The “secret sauce” of how this all works is the connections that are formed. Collectors are excited to meet the creator, as opposed to walking into a gallery and choosing a painting from what is on the wall. In a gallery, the buyer doesn’t usually have a chance to meet the artist. Jay has an idea wall in the inner sanctum of his studio where small paintings that are done on location are displayed. The small version is part of the collaboration process and allows both Jay and the customer to make sure their vision for the completed painting is the same.
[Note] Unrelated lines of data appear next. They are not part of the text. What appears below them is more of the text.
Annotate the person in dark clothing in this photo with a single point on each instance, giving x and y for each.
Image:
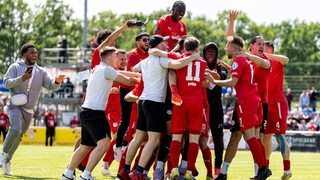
(51, 124)
(210, 54)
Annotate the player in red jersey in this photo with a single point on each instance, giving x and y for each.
(248, 102)
(172, 25)
(137, 54)
(189, 84)
(278, 109)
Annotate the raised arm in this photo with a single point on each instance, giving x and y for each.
(232, 17)
(280, 58)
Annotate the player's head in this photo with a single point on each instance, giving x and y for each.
(256, 45)
(178, 10)
(122, 59)
(210, 53)
(159, 42)
(29, 53)
(268, 47)
(142, 41)
(109, 56)
(191, 44)
(103, 35)
(234, 44)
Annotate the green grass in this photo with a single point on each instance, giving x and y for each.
(40, 162)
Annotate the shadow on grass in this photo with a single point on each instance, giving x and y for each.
(24, 177)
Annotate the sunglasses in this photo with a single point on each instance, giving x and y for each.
(146, 39)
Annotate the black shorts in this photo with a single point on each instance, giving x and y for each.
(151, 116)
(235, 125)
(94, 126)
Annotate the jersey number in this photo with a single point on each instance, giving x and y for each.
(196, 77)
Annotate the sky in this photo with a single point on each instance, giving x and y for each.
(259, 11)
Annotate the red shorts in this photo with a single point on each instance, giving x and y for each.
(277, 118)
(205, 123)
(114, 119)
(188, 115)
(247, 111)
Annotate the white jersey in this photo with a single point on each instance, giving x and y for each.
(99, 87)
(154, 71)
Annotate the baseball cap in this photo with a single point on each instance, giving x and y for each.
(157, 39)
(139, 35)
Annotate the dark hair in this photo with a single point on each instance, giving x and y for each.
(25, 48)
(106, 51)
(178, 4)
(191, 43)
(236, 40)
(121, 51)
(269, 44)
(141, 34)
(254, 39)
(103, 34)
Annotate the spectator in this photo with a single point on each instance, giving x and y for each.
(304, 99)
(63, 44)
(317, 121)
(74, 122)
(4, 119)
(51, 124)
(289, 98)
(68, 88)
(311, 126)
(307, 112)
(313, 98)
(303, 125)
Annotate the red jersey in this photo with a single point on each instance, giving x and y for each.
(167, 27)
(189, 79)
(95, 58)
(275, 83)
(261, 76)
(3, 120)
(243, 70)
(50, 120)
(134, 57)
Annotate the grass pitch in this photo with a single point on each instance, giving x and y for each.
(41, 162)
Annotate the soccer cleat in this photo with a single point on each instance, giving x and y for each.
(286, 176)
(117, 153)
(6, 168)
(222, 177)
(3, 157)
(175, 174)
(209, 178)
(105, 172)
(90, 178)
(123, 175)
(135, 176)
(64, 177)
(263, 173)
(188, 176)
(158, 174)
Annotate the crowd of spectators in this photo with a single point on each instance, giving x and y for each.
(304, 116)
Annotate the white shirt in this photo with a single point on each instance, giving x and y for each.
(99, 86)
(154, 71)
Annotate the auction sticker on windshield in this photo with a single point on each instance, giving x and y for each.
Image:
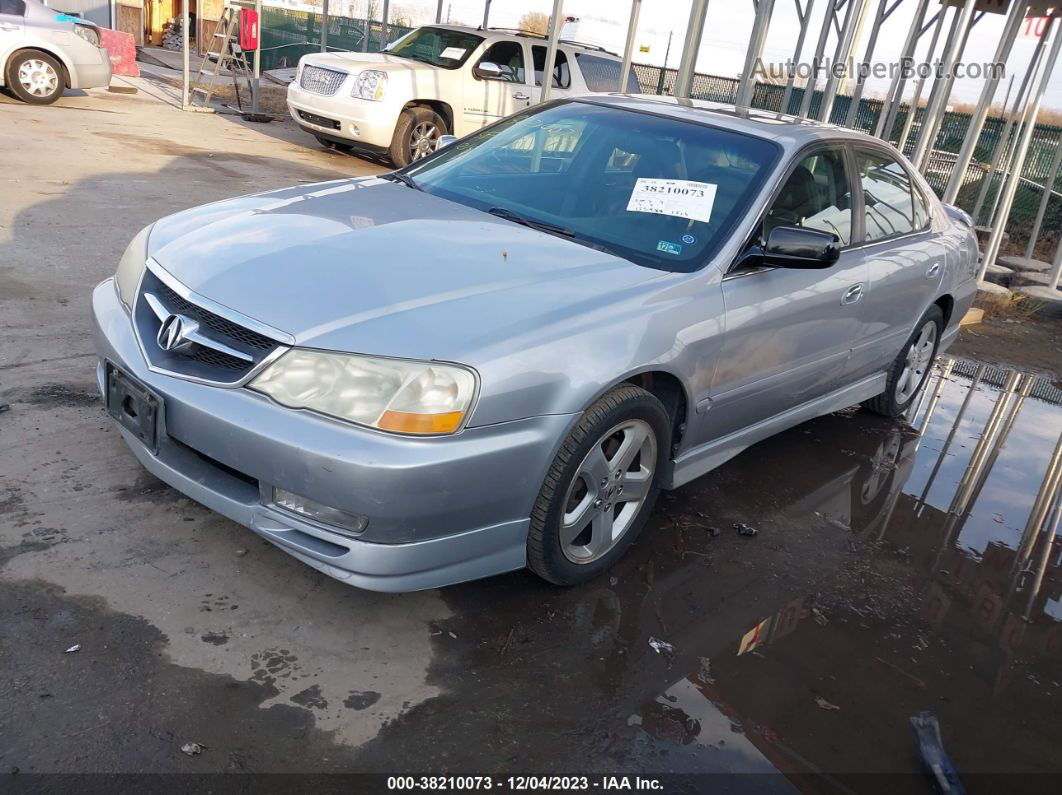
(679, 197)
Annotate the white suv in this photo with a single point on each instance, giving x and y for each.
(434, 81)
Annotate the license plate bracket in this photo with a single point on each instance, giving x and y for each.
(133, 405)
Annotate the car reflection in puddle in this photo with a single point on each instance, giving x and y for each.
(895, 570)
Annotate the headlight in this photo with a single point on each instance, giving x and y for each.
(370, 85)
(390, 394)
(131, 266)
(88, 33)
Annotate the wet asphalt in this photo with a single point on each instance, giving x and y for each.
(891, 573)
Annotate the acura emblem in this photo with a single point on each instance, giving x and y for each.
(174, 332)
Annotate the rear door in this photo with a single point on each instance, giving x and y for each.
(486, 100)
(905, 260)
(789, 332)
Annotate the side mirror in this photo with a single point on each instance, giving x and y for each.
(486, 70)
(794, 246)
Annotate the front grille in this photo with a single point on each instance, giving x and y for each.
(222, 351)
(319, 120)
(319, 80)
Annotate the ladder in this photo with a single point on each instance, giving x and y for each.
(228, 55)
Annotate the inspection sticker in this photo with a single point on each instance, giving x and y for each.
(679, 197)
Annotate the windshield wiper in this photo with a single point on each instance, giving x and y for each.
(540, 225)
(397, 176)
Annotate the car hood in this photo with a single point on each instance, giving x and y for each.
(370, 265)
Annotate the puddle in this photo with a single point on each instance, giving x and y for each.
(889, 576)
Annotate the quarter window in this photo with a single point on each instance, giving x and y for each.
(817, 195)
(562, 78)
(509, 55)
(887, 196)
“The whole process is fun for me and I hope it is fun for them as well,” Jay smiles. As they talk about colors, size and the personal meaning of the place, Jay and his clients form a bond and a friendship. Buying art isn't something that is done on a whim and having a relationship and more flexibility, such as the size of the painting to fit a space, are key components. For example, what started out as one smaller painting of a location in East Glacier National Park, turned into a several months-long project for four large paintings of lakes and mountains in the region. People will say, " 'Holy cow, what are we doing!' because it is a big investment. When they are so excited to make the leap it is hugely impactful. The painting is part of the heritage of the family," Jay explains.
He finds special joy in the Big Reveal, when Jay lights the piece, every brushstroke stands out, and the client sees it for the first time. When a person sees the ripple on the water, the sun on the aspens, the glow of an animal’s fur, or the color of a rock, there is a personal connection. When the collector says, “this is our mountain, our place, our lake,” and he sees a tear, Jay knows he has done his job.
His wide smile as he talks about his work truly speaks volumes. He wants his paintings to be cherished for generations to come and to be part of the family’s legacy.